[whatwg] [Canvas] Text height

Tyler Larson talltyler at gmail.com
Mon Apr 23 10:29:29 PDT 2012


The measureText method in canvas' 2d context only returns the width of a span of text. Why not the height? 
I understand the desire to keep text rendering simple but for people that want to expand on this even a little bit needing to work around not having access to the height only complicates the simplicity of the whole thing.

Already included in the canvas context is the ability to set the context.textBaseline, this is actually a rather advanced feature I would think but the problem is that if you are changing it from the default and filling text at 0,0 the text will be rendered off the screen. To figure out the position that the text needs to be rendered to get it back on the screen with a textBaseline as 'alphabetic' you would need the height of the text I would think? Also if you are rendering a few lines of text, you would want to know the height of the last line to know where the next line should be rendered. 

Early versions of Bespin used the width of a 'm' character to guess at what the height of all characters would be. This is far to obscure for the standard user to figure out or even have an understanding why in my mind.
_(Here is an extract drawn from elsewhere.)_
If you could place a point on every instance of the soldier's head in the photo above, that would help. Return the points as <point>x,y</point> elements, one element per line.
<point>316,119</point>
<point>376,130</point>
But that trick doesn't work with fonts that don't have standard proportions. 

I have seen other far more complicated ways to get at the same information but how about just adding height to the measureText method?

Here are some post around the internet of people complicating things to get at this information
http://stackoverflow.com/questions/1134586/how-can-you-find-the-height-of-text-on-an-html-canvas
http://www.html5rocks.com/en/tutorials/canvas/texteffects/#toc-text-shadow-clipping
http://mudcu.be/journal/2011/01/html5-typographic-metrics/#measure


This is my first post to this list, I'm sorry if this isn't formatted the way proposals should be. 
I'm happy to include more information or examples if needed.
I have other ideas to add but I thought I would start here, one property at a time.